A parking lot conversation at Little One’s school reveals a bit of information I have been hoping for: in the next town over (Blessington, if you have a really good map), there is a little health store with the creative moniker of Harvest Fare. There, perched on wooden shelves, are the bags and packages we seek: gluten-free rice noodles, organic local cheeses, shampoos and soap. A chat with the lady behind the counter reveals that she’s happy to order up a case of our favorite soy milk. It should be in Friday. Oh, and she has some lovely organic dill right next to the counter.

At some point, staring at the shelves of spices and food, it becomes apparent that this is not really about the availability of a certain herb or spice, but it was a reminder of why we are here in the first place: to live here. In the past, when we have visited a place for a few days or even a few weeks, the challenge is buying only what we can use in that short period. There is no comparison shopping, no buying things on sale an freezing them for later.

But we are here to live, and I am looking not for the smallest bottle of olive oil, but the right olive oil. I am not looking for a single herb or spice that I can use in every dish: I am looking to buy not only dill, but a whole collection of mismatched bottles and jars to a usable palate of spices. For just as we cannot live by bread alone, we need more than a single jar of dill to see us through.

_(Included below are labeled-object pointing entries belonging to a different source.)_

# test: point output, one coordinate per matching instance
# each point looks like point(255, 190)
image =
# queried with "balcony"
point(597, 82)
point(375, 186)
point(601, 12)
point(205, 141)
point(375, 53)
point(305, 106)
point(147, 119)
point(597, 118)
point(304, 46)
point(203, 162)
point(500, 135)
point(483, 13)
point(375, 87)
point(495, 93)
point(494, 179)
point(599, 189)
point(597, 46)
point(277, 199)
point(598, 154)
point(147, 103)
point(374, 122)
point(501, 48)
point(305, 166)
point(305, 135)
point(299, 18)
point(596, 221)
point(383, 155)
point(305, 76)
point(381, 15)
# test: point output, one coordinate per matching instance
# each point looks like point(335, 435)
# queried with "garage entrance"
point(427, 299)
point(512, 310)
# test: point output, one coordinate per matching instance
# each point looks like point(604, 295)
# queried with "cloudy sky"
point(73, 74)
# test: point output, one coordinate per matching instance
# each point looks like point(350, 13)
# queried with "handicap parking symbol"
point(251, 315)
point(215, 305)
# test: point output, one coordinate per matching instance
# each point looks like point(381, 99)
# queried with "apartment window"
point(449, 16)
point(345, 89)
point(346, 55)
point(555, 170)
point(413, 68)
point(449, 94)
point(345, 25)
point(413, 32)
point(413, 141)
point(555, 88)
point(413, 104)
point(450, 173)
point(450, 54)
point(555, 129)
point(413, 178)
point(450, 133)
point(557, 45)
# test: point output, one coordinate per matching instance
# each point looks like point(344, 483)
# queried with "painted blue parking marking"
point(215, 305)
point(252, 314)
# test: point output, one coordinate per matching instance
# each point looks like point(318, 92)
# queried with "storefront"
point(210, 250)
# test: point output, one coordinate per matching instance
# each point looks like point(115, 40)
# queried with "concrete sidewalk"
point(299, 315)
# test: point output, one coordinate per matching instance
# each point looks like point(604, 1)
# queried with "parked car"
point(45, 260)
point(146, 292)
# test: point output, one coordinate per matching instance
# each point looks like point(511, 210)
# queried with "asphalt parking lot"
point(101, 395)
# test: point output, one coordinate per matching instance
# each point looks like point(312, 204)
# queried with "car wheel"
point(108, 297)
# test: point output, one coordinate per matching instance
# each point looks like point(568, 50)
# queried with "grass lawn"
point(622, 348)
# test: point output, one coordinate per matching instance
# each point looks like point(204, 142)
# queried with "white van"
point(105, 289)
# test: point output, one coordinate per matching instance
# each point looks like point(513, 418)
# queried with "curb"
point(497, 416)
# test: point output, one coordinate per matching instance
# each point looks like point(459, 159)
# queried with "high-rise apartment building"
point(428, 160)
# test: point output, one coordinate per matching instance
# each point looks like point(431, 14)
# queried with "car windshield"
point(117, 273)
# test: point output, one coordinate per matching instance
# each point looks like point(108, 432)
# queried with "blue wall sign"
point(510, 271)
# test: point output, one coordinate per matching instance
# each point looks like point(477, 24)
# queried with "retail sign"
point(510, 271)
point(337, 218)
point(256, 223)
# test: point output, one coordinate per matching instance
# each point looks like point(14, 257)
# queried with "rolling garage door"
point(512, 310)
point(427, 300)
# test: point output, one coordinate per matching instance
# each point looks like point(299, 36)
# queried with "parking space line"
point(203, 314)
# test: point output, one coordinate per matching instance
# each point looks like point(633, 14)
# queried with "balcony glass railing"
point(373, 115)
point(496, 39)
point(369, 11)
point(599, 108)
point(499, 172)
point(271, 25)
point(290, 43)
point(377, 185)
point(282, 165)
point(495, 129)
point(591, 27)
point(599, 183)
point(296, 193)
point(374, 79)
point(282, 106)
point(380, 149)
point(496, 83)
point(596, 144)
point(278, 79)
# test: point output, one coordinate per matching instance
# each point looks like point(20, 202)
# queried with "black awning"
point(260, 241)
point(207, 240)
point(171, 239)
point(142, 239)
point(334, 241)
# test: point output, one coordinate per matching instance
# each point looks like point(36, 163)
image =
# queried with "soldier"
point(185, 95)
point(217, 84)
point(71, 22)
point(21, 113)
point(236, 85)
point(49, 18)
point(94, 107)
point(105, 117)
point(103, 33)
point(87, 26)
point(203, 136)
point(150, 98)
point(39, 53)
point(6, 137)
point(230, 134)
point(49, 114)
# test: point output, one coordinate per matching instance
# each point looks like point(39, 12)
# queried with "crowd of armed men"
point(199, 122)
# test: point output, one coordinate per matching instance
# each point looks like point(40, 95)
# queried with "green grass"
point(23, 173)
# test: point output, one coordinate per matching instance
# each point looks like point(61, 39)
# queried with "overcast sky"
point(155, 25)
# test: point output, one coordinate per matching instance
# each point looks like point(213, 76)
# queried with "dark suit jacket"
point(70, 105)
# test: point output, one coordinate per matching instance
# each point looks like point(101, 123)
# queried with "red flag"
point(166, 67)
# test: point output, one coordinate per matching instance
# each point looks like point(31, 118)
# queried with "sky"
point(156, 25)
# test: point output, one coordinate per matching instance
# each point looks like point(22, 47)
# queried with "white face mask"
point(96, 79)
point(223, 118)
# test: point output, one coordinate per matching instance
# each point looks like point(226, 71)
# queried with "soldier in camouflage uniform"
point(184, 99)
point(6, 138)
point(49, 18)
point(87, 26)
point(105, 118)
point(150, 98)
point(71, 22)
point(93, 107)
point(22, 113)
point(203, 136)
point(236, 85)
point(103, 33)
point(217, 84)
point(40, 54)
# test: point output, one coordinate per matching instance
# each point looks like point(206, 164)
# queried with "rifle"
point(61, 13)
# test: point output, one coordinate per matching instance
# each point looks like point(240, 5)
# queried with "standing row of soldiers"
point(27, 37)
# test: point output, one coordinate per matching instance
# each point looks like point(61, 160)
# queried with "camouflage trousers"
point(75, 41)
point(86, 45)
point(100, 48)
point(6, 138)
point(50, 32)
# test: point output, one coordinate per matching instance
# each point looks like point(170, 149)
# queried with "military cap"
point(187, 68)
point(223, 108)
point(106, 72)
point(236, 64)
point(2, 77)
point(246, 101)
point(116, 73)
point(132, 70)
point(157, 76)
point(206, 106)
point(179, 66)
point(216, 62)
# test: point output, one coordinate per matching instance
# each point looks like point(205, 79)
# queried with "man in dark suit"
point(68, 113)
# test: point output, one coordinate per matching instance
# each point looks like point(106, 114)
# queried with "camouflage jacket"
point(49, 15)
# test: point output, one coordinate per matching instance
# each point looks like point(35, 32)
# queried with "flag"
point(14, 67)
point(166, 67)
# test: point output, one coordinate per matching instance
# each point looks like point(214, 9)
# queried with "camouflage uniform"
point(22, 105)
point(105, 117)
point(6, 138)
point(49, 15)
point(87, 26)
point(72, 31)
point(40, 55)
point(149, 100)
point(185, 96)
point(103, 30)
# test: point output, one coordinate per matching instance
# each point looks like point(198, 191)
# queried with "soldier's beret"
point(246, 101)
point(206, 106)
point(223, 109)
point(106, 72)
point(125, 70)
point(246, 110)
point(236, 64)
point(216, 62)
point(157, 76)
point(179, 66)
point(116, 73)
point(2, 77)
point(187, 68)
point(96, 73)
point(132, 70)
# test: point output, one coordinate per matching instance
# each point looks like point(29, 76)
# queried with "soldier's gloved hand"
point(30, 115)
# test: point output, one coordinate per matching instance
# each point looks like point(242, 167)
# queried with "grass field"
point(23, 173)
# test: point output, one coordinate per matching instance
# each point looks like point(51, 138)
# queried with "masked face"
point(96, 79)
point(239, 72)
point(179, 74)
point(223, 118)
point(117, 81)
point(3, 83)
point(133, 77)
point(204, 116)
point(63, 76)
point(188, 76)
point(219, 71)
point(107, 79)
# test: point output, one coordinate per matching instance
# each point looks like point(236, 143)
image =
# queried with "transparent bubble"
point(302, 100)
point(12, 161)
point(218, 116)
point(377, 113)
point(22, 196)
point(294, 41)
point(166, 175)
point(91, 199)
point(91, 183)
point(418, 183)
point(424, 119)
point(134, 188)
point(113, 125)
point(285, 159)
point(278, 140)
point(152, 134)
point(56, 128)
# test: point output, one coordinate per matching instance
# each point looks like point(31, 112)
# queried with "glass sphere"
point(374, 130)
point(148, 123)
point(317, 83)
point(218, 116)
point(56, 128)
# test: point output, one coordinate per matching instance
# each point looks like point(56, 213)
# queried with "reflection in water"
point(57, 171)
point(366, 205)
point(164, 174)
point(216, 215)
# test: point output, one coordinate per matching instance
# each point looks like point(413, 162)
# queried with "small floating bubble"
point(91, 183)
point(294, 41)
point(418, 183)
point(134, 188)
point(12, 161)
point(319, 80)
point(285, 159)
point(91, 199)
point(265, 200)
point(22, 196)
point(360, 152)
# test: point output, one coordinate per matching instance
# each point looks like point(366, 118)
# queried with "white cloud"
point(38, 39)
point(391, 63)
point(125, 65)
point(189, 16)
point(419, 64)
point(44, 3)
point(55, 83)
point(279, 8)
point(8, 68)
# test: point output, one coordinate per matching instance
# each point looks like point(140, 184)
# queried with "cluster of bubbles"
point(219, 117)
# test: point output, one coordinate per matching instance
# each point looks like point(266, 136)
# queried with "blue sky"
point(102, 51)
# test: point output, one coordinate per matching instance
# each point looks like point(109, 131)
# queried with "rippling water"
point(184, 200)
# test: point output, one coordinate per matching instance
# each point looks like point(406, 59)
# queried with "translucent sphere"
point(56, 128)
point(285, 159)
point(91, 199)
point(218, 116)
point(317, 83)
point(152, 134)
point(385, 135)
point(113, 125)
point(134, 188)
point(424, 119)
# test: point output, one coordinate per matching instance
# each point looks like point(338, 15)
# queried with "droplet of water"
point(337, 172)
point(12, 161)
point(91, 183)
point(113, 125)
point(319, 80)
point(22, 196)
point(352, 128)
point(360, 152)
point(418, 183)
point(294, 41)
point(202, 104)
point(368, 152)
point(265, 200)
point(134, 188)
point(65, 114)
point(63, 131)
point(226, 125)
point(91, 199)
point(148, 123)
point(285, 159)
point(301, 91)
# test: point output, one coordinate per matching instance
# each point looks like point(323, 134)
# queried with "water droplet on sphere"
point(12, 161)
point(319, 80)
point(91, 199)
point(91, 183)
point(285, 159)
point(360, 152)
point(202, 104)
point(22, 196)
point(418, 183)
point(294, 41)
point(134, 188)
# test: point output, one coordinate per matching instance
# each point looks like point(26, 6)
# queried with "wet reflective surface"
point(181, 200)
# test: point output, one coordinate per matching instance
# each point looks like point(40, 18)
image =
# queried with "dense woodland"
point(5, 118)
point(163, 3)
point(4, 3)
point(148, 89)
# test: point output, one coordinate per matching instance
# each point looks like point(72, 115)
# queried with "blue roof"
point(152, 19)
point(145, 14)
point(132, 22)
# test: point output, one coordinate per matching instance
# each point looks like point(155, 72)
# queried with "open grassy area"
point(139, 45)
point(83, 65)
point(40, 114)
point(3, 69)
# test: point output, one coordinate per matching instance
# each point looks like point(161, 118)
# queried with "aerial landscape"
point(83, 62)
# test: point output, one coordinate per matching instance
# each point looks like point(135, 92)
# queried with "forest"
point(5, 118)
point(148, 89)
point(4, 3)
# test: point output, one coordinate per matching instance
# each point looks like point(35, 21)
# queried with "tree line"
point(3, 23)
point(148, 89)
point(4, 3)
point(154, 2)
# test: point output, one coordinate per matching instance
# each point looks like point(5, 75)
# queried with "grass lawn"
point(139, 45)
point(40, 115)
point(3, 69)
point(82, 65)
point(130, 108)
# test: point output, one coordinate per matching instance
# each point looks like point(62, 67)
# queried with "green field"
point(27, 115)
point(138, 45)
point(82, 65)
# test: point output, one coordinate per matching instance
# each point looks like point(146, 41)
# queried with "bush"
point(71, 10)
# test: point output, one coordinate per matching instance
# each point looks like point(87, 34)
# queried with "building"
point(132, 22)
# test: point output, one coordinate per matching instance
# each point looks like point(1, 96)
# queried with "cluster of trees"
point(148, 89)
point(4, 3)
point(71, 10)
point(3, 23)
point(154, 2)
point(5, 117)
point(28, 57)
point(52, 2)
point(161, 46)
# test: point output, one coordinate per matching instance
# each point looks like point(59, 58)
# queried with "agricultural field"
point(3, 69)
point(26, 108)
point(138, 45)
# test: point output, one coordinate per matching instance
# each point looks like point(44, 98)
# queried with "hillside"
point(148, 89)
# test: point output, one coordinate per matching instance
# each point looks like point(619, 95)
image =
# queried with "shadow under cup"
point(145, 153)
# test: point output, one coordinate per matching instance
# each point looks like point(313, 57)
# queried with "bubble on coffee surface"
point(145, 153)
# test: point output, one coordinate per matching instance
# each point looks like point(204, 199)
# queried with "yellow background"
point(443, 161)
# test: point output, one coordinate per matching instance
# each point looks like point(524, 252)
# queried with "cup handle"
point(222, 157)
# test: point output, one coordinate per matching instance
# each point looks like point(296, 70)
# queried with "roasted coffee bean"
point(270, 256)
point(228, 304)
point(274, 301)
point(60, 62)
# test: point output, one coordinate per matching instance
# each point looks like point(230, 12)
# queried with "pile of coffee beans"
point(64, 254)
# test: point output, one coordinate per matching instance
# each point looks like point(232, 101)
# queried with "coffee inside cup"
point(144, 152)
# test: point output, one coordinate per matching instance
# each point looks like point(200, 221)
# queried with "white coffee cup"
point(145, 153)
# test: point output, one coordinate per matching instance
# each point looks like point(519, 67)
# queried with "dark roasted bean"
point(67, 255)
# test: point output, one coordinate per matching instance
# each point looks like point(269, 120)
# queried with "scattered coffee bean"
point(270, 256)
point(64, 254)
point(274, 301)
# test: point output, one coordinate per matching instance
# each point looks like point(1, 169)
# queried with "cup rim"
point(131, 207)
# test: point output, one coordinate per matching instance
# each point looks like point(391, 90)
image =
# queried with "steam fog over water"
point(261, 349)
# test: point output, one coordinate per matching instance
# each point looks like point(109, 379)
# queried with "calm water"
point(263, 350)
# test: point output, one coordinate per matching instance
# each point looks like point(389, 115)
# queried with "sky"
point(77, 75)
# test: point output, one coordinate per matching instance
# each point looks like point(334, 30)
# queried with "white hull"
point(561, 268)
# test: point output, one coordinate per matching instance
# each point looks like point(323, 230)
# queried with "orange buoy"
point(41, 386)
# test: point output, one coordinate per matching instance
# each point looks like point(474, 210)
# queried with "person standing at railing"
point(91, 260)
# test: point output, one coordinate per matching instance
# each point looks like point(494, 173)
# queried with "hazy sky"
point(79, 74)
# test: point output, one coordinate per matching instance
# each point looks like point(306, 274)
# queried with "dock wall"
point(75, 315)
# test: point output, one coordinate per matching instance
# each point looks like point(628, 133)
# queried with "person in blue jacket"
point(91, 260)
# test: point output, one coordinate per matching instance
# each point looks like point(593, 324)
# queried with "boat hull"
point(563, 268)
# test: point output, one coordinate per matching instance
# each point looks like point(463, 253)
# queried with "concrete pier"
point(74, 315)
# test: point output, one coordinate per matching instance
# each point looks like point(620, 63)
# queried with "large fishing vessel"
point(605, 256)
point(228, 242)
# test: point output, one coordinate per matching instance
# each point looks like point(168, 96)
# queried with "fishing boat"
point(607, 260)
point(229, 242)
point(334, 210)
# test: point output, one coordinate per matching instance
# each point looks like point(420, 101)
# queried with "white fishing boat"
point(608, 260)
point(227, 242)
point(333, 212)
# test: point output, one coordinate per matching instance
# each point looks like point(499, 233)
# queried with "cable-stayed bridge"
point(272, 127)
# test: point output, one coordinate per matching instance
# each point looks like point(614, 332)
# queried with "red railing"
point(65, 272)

Monday, September 15, 2008

Default vegetable

When I needed to choose a name for this blog, I reached back into my childhood, to the weekend morning when the toaster was broken and I hit upon the idea of laying the bread onto the electric coil stovetop directly. Unable to find tongs quickly, the bread became charred on one side, and my father promptly dubbed me the Irish Chef, even as he scraped it back to brown for breakfast. That “Irish” cookery of his childhood has given way to respectable cuisine, even for my Californian-French refined (read snobby) palate. Little did I know when I reclaimed the moniker a year and a half ago that I would find myself back in the old country today (“why on earth would you want to go back?” questions my father from the grave). But here I am, surrounded by golf courses, tiny terraced houses, and the misty Wicklow Mountains (they sure look like hills to me) in the background.

We have begun the cultural shift along with the time shift, with our first forays out into the countryside. It used to be that we used two maps to navigate the quaint, variable-width lanes outside the city; we now know that if the GPS (called SatNav here) knows the name of the town, it can guide you, but unfortunately, it only seems to be aware of about half of them. We still have the two maps as backup. But we do not feel singled out, indeed, the spiral pattern we and the multitude before us have followed to reach a destination is often featured in early Celtic art (check out Newgrange). No mystery there.

And then it came to pass that we needed food for our first night here. We dragged our weary bodies to the closest shopping centre (following the traditional spiral route) and found a Dunnes store, a sort of Irish Albertson’s: pretty wrappers, not much substance. Organic produce was limited to four baskets (onions, carrots, broccoli, cauliflower and an empty spot where strawberries had been); the meat selection was even more limited: lamb chops or beef stew meat. We found one shelf of soy milk and about 3 feet of gluten free products, which contained a pitiful selection of pasta (rotini or spaghetti), but a bounty of biscuits (Jaffa cakes, chocolate-covered digestives and delightful lemon zest biscuits). And to our amazement, we learned that carrots are the default vegetable.

Little One had a wonderful first day of Scoil (that’s school in Irish) today, and learned and promptly forgot how to say hello in Irish. He has promised to try harder to remember the magic word tomorrow, but has set himself the realistic goal of knowing how to greet his teacher in Irish by the end of the week. It may take me a wee bit longer to adjust.